Amazing Evidence for Evolution in the Predecessors of Whales!


(George Brooks) #1

Amazing Evidence for Evolution in the Predecessors of Whales!
This is a wonderful posting that deserves to be preserved as its own thread!

Continuing the discussion from Is it dangerous to teach evolutionary theory to children?:
o o o o o o o o o o o o o o o o o o o o o o o o o o o o o o o o o o o

Posting by @Chris_Falter:

Hi Greg,

Thanks for the gracious reply in a different post. Yes, we had the privilege of honoring our God and King this morning. He was there in His Word, in His Spirit, and in His body.

Grog writes:
“A partially formed blow hole passage is of no use to the whale to even scale it on the natural selection cycle…
Here I think you are not fully familiar with a branch of science, this time about biology. Did you know these facts?”

(1) Whale embryos have 2 nostrils in the usual location for mammalian embryos, at the tip of the snout. As the baby whale develops inside the mother whale, the nostrils move toward the top of the head. The bottom row of images demonstrate this happening in the various embryonic stages of a whale:

In some species of whales, the odontocetes or toothed whales, they merge to form a single blowhole. In others, the baleen whales, they remain separate, and the adult whale has a pair of blowholes.

(2) When paleontologists examine the fossilized skulls of cetaceans, they observe a gradual movement of nostrils toward the top of the head. Here is a summary of what they have found:

(3) As points 1 and 2 demonstrate, biologists and paleontologists are not relying on a single skull from 60 million years ago as evidence of the evolution history of whales. They have enormous amounts of data that can be classified in nine different lines of evidence. That National Geographic video did not have the goal of discussing all of the evidence behind that evolution; the goal of the video was to discuss the one fossilized skull from 60 million years ago. So I understand how you might have gained the wrong impression.

To give you a better understanding of all of the evidence, I offer you a link to a discussion of the nine different lines of evidence.

http://www.talkorigins.org/features/whales/

Again, that is not nine pieces of evidence, but nine lines of evidence. Each line has a very large body of evidence.

If you have any questions about the nine lines, feel free to ask more questions. I am not an expert on cetacean evolution, but I would be happy to help dig up answers to any questions you might have.

Grog writes:
“The passage in 2 Pet I do not interpret as adding to our faith items like scientific knowledge. Instead, faith in some people can be weak and it can be strong in others and Biblical type of faith is ALWAYS defined upon the objective truths around God, His promises and all that is told us by His spokesmen. Show me where you see different?”

I see no indication that the apostle Peter limited knowledge to just one kind of knowledge, and not the whole realm of knowledge. I think you are making an assumption about the passage that is not there. Certainly knowledge would include theological knowledge, but why would it not include knowledge about the creation God made, or even knowledge about transistors, and history, and literature?
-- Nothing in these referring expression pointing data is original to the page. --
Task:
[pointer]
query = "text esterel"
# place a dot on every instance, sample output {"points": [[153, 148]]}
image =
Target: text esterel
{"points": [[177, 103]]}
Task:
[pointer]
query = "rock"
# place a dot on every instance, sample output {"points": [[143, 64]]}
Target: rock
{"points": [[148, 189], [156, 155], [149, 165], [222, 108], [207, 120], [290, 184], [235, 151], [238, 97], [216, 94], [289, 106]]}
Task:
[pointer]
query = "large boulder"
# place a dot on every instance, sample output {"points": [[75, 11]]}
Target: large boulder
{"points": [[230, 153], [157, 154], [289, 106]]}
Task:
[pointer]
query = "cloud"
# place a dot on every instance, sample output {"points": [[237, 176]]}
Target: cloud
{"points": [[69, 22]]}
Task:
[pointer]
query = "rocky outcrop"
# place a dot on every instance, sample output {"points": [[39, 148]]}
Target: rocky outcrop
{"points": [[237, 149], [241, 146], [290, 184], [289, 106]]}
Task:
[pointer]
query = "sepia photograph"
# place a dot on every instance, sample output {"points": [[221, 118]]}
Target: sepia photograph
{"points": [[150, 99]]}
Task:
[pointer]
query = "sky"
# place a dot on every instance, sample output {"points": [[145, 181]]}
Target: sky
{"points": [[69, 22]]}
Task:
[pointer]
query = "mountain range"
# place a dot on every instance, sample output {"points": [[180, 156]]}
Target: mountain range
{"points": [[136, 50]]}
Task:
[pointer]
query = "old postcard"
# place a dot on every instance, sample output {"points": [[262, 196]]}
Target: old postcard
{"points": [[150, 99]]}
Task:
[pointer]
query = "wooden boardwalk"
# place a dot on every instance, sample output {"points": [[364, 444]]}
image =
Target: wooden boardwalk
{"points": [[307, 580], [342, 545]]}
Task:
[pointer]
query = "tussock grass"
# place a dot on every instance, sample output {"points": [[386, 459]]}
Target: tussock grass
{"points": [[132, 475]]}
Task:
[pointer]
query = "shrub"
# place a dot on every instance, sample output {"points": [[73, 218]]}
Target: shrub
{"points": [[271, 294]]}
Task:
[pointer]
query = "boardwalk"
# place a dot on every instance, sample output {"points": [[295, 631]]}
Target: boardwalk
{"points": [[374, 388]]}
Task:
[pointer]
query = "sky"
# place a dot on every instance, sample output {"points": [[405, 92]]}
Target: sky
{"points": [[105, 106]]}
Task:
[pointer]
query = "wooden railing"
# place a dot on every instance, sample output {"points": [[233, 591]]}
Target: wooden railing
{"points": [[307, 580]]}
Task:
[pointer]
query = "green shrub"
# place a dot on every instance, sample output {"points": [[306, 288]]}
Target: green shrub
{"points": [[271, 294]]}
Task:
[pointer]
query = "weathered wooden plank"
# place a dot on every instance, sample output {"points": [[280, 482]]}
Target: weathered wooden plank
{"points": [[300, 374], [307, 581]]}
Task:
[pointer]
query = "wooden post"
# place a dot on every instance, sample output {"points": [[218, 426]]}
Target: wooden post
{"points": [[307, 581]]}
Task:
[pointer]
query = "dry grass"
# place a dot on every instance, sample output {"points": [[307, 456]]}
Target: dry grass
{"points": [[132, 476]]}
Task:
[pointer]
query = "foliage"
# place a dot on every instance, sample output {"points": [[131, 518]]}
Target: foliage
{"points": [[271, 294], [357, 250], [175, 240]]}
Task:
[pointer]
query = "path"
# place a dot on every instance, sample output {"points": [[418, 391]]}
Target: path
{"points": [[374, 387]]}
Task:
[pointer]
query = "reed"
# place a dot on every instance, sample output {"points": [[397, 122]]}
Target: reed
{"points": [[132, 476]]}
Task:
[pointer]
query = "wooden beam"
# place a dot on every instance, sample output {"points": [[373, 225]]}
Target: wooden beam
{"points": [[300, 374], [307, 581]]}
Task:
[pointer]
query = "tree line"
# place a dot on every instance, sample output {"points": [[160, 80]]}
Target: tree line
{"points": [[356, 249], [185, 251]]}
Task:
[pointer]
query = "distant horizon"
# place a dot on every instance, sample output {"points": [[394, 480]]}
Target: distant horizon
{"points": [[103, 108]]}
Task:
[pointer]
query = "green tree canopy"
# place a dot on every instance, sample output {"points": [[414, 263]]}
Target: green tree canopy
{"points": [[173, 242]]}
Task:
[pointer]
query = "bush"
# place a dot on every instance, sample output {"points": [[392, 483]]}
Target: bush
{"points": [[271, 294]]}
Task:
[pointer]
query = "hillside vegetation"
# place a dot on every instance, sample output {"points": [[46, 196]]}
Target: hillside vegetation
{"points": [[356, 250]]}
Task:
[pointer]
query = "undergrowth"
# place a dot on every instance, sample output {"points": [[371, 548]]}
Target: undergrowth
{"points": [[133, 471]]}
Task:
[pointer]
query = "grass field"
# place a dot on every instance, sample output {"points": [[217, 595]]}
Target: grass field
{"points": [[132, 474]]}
So I invite you to show me where I might have overlooked, perhaps in the verse before or the verse after, an indication from the apostle Peter that he was only (under the inspiration of the Holy Spirit) speaking of a narrowly limited type of knowledge, and not the whole realm of knowledge.

Blessings,
Chris Falter


(George Brooks) #2

This is the link mentioned towards the end of the OP… an excellent read in and of itself…

The Origin of Whales and the Power of Independent Evidence
by Raymond Sutera
Copyright © 2001

[posted: August 10, 2001]

This article originally appeared in Reports of the National Center for Science Education,
a publication of The National Center for Science Education.

"How do you convince a creationist that a fossil is a transitional fossil? Give up? It is a trick question. You cannot do it. There is no convincing someone who has his mind made up already. But sometimes, it is even worse.

Sometimes, when you point out a fossil that falls into the middle of a gap and is a superb morphological and chronological intermediate, you are met with the response:

“Well, now you have two gaps where you only had one before! You are losing ground!”

http://www.talkorigins.org/features/whales/


(Phil) #3

Great article. I was fascinated to learn of how the maxillary bones moved back, essentially elongating the face with the nose moving back as the mechanism for the blowhole moving to the top of skull.


(Stephen Matheson) #4

More cool stuff on this topic.

Molecular evolution tracks macroevolutionary transitions in Cetacea

Highlights
•Cetacea (whales, dolphins, and porpoises) is a model group for investigating the molecular signature of macroevolutionary transitions.
•Recent research has documented the remarkable convergence between echolocating bats and odontocetes across six genes related to auditory physiology.
•Cetaceans are a premier model of wholesale sensory evolution, in which anatomical changes related to sensory perception dovetail nicely with molecular evolutionary patterns, including the pseudogenization of some visual opsins, olfactory receptors, vomeronasal receptors, and taste receptors.
•Modifications in myoglobin also show that the net surface charge of myoglobin in cetaceans correlates with depth of dive, and these changes have also occurred in other aquatic lineages, such as pinnipeds.